About Global Server Load Balancing

Global Server Load Balancing (GSLB) is a technique that manages how clients are connected to a particular geographic location when a service is hosted in multiple locations.

In an "Active-Passive" (or Primary-Backup) configuration, one location is nominated as active for each service. The other locations are idle for that service. If the active location becomes unavailable, one of the passive locations becomes active and all clients are directed to it.

In an "Active-Active" (or multiple Primary) configuration, all locations are used and clients are load-balanced between them based on location performance and proximity.

The primary purpose of a GSLB system is business continuity, to ensure that services are always available even when one or more service locations becomes unavailable.

A second purpose of GSLB is to improve the customer experience. In other words, the purpose is to load balance each user to the best location from a choice of several.

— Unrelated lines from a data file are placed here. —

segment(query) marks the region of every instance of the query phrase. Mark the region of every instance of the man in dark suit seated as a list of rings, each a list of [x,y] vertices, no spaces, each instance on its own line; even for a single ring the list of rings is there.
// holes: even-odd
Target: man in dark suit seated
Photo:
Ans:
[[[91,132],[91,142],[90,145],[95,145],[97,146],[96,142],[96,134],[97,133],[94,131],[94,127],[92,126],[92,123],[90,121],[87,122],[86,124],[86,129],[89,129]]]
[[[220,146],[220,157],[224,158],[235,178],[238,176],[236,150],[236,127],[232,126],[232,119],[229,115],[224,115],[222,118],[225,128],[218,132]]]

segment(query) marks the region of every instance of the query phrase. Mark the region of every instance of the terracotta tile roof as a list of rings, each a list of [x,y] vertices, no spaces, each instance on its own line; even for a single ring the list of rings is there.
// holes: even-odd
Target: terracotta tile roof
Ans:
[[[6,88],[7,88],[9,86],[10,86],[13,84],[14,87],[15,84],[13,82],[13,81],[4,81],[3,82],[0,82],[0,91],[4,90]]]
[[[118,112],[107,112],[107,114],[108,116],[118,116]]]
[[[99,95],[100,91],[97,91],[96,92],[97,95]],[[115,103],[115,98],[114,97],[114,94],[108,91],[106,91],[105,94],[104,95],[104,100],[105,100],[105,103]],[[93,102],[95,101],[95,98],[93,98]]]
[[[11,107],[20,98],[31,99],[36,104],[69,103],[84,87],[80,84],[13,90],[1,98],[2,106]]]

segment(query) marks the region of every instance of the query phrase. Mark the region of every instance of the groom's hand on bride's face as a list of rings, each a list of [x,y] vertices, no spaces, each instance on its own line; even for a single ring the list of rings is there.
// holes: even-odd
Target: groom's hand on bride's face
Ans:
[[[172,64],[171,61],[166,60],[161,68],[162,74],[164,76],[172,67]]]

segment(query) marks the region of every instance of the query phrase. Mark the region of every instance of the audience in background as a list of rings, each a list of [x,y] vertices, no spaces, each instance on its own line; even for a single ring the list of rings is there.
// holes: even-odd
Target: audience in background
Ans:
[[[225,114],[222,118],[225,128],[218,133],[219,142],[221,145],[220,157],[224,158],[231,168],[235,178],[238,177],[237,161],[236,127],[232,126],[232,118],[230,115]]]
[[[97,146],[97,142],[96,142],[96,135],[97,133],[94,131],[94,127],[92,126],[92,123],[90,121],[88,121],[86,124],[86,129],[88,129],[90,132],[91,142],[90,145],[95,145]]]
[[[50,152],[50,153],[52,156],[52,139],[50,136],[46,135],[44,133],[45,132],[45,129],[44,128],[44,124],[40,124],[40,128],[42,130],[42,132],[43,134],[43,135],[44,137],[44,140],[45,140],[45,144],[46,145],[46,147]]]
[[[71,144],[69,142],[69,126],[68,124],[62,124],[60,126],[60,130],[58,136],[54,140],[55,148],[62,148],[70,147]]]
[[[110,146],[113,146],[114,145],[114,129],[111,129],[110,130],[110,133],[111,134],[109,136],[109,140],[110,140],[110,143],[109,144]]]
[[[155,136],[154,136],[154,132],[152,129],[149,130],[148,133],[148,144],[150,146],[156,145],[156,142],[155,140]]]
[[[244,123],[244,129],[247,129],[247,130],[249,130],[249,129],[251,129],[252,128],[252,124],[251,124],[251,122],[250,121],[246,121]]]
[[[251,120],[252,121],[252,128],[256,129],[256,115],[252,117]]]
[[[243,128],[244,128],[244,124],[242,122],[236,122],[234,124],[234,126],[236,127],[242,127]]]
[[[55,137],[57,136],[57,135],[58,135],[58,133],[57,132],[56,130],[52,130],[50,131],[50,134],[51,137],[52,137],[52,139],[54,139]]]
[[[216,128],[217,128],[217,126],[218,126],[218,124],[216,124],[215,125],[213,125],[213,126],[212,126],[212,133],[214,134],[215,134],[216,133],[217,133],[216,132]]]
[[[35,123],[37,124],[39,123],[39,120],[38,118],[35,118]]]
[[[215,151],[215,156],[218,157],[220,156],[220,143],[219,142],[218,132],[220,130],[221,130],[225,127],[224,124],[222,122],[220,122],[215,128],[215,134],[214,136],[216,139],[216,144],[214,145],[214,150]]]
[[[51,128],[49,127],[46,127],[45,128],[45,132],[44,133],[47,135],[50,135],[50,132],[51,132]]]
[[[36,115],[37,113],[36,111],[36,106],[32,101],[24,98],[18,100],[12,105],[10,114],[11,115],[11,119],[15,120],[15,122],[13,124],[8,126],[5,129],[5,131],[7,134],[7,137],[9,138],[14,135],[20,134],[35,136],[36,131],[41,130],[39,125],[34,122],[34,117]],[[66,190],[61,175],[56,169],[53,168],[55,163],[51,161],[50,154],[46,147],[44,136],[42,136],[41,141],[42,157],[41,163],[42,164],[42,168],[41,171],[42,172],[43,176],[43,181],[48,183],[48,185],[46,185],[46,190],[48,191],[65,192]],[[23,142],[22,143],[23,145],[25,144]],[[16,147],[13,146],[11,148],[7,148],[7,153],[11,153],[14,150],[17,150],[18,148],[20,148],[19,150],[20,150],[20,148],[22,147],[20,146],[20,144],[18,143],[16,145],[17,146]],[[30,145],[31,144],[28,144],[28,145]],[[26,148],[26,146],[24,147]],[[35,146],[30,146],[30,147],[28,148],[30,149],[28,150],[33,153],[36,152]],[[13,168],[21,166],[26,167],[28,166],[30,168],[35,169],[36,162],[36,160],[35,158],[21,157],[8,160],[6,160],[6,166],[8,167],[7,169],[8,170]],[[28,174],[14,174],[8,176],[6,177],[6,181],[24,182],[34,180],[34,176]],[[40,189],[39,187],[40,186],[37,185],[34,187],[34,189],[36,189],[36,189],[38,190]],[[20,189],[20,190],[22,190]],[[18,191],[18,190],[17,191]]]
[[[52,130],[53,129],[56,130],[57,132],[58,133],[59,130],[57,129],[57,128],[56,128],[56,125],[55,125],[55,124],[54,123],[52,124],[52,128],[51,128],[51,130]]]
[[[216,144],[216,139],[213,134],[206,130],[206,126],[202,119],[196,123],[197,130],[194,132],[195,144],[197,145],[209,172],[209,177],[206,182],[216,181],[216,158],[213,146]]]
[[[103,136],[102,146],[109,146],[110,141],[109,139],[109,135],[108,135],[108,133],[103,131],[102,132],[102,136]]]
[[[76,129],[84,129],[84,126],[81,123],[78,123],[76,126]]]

The choice can be based on location performance and proximity, so that clients are directed to the location that is closest and is performing the best. With this capability, the client gets the best possible level of service.

GSLB Within the Traffic Manager

The Traffic Manager implements GSLB techniques as the Global Load Balancer (GLB) feature. The GLB feature causes the Traffic Manager to add location-awareness to DNS lookups performed by end-users, so that the result of the DNS lookup is dependent upon its source.

You can add GLB Services to any Virtual Server using the DNS protocol. When a DNS request is received at this Virtual Server, the Traffic Manager forwards the request to the associated Pool. This might be either the built in internal DNS server pool (see The Traffic Manager DNS Server) or it might be a pool of external DNS servers. With both of these options, you must configure the pool back ends to return multiple "A" records, containing all IP addresses for the domain names which are to be resolved, across all locations.

If the domain name resolved matches the domain name in a GLB Service attached to the Virtual Server, the Traffic Manager filters the list depending upon the GLB Service configuration, before returning to the end user only the IP address or IP addresses that are appropriate for the end user's location.

You can deploy the Traffic Manager in each GLB Location so it can monitor local performance and availability, although this is not necessary. All monitoring can be performed remotely should you require your Traffic Managers in some alternative location. Your Traffic Managers exchange monitoring information with their peers, regardless of their actual location, so that all Traffic Managers can work together to coordinate their operation.

A GLB Service only filters "A" records, not "AAAA" records. If the DNS response contains any "AAAA" records, the Traffic Manager passes the response through untouched.